E poi? “Ho scoperto una cosa che a me faceva impazzire: non è sempre vero che la giustizia è uguale per tutti!”.
Cosa significa?
“Se hai più soldi della controparte, la causa la puoi mandare avanti per anni finché l’altro non ha più una lira. E per forza di cose deve mollare la causa. Allora vinci non perché è giusto, ma perché hai i soldi. Questa è una cosa che mi dà fastidio. Sono cresciuto grazie a mio padre con un’etica e una morale forte. Lui viene dalla terra, ma ha sani e forti principi. È un uomo che crede nella meritocrazia”.
La pandemia le ha portato ‘Un posto al sole’…
“Nella sfortuna di questo momento c’è stata un’apertura importante, un lavoro entusiasmante. Sarò sempre grato a Upas. Spero che il pubblico apprezzi il personaggio. Ho iniziano a luglio 2020 e poi ho firmato un contratto di un anno”.
Interpreta il professor Igor Volpicelli. Cosa ci racconta di lui?
“È un personaggio serio, ma al tempo stesso divertente, simpatico. Un uomo burbero che pretende il meglio dai propri studenti. Li prepara alla vita. Per lui lo studio è importante. Non vuole avere persone che prendano sottogamba il lavoro di medico. Esige molto da se stesso e dagli altri”.
Che cosa rappresenta per lei questo personaggio?
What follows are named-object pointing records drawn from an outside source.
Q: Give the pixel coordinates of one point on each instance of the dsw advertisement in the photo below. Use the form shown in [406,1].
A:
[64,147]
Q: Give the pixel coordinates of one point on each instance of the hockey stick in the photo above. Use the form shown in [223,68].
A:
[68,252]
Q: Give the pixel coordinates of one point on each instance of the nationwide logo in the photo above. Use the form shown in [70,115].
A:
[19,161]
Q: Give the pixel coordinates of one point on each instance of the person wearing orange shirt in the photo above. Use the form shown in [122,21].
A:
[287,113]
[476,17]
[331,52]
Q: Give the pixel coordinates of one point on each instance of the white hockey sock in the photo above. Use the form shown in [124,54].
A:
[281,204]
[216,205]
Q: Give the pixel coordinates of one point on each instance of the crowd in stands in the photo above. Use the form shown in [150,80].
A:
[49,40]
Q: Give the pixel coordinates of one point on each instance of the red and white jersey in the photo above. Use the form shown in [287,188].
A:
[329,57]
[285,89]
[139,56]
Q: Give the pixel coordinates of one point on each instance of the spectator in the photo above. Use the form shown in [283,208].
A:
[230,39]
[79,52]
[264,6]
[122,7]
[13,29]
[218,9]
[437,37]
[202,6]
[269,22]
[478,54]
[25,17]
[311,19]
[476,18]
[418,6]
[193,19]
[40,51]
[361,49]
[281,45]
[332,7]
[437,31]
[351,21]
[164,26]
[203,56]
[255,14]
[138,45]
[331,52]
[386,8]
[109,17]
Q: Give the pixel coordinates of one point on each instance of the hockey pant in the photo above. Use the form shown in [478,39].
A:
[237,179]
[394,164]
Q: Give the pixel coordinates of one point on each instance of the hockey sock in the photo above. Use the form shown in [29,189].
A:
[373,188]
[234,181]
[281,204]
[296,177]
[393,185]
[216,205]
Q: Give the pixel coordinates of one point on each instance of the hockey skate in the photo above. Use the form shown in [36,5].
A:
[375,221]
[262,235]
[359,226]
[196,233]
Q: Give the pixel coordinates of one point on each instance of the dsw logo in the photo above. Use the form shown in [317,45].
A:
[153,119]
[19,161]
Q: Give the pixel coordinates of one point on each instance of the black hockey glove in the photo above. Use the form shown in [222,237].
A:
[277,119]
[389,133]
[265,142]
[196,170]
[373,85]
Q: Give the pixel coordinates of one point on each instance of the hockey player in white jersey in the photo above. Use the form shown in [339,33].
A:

“Un omaggio ai nuovi eroi della pandemia: medici, dottori, infermieri. Sono dei soldati che stanno in prima linea. Spero di aver dato al personaggio uno spessore, una dignità. Quella che si meritano tutti coloro che in questo periodo hanno combattuto. Con forza e determinazione”.
Sul suo profilo Facebook c’è scritto “Nato ieri… vissuto fino ad oggi… morto domani… ma non proprio domani… meglio dopodomani…”. Che significa?
“Sono i miei non senso. Mi piace scrivere giochi di parole. Per esempio: Non posso dirti troppo di me sennò poi ti devo uccidere. Mi diverto e comunico cose che mi fanno ridere, senza senso”.
Cosa farà da grande Massimiliano Buzzanca?
“Probabilmente sarò sdentato e continuerò a recitare scordandomi le battute e dicendo: Ma io che sto a fa’ qua. Ma soprattutto: voi chi siete?!”.